# Rasta Zaskar



## versus (16. Mai 2007)

ich habe inzwischen ersatz für mein avalanche bekommen und zwar einen rot eloxierten 18" zaskar rahmen von peru73 winken: ). 
der soll das aus dem wettbewerb bekannte rote in 19" ablösen, da mir das doch einen tick zu gross ist.

fast gleichzeitig habe ich in der englischen bucht einen gelben 18" zaskar rahmen ersteigert. 

da ich beide rahmen von grund auf neu zusammenschrauben werde, kam mir der schon mal geäusserte gedanke an ein rasta zaskar  

so grob:
roter rahmen | goldene gabel + 1-2 andere goldene teile (evtl. stütze) | grüne reifen und/oder grüne elox-teile (flaschenhalter, booster etc.) 

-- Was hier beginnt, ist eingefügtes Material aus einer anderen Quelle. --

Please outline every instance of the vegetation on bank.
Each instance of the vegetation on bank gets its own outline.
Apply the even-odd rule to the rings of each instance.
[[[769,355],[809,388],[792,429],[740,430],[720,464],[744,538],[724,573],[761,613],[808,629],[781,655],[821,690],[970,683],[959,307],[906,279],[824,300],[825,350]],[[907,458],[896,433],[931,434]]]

allerdings wäre eben das bekannte rote die basis dafür  
dessen rote anbauteile würden sich am gelben wiederum sehr gut machen.

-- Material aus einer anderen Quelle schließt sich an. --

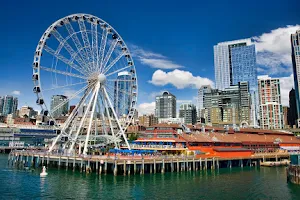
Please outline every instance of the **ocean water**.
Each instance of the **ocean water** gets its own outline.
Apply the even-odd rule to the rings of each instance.
[[[64,168],[24,171],[0,155],[0,199],[295,199],[300,186],[287,183],[284,167],[232,168],[117,176]]]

was meint ihr ? habt ihr anregungen, oder einsprüche ?

hier der gelbe:


----------



## Janikulus (16. Mai 2007)

ich fande dein Aufbau vom roten Zaskar sehr schön, würde ich auch so lassen und den Gelben als Rastafari Zaskar aufbauen. Der gelbe ist irgendwie knalliger für so ein Aufbau. Rote Gabel, grüne Reifen, rote Kurbel und Sattelstütze, grüner Vorbau und Lenker...


----------



## MTB-News.de




----------



## versus (16. Mai 2007)

stimmt, das wäre auch noch eine möglichkeit!
allerdings bräuchte ich dazu dann nochmal eine rote judy (race).


----------



## cleiende (16. Mai 2007)

Oder Du lässt eine andere Gabel rot oder grün pulvern. Müsstest Du ja u.U. auch mit dem Lenker machen lassen (oder wer stellt grüne Lenker her?).


----------



## Davidbelize (16. Mai 2007)

habe das hier gestern beim gr. e abgeschossen und so richtig kann ich es nicht gebrauchen.
also versus für rasta-look ist das wunderbar.
kannst dich ja mal melden.


----------



## tofu1000 (16. Mai 2007)

Ich find's ja erstmal total prima dass du dich für's Rasta-Zaskar entschieden hat. Ich würde den roten Rahmen so lassen wie er ist (nur ne Nummer kleiner halt), weil er einfach eine absolute Stylebombe ist und nicht umsonst den ersten Platz gemacht hat. Würde mich also auch eher an Janikulus dranhängen - nur auf die grünen Reifen würde ich verzichten - ich hätte Angst dass es dann zu sehr nach Spielzeug aussieht. Und vielleicht rote oder grüne Maguras?!


----------



## versus (16. Mai 2007)

anfang der nächsten woche bekomme ich das gelbe und dann werde ich mal sehen, ob und wie es sich für einen rasta-aufbau eignet.
zumindest habe ich schon eine güldene gabel in aussicht  

@cleiende: richtig, ich könnte vielleicht meine silberne sid in grün umlackieren. die adresse habe ich ja noch von dir. 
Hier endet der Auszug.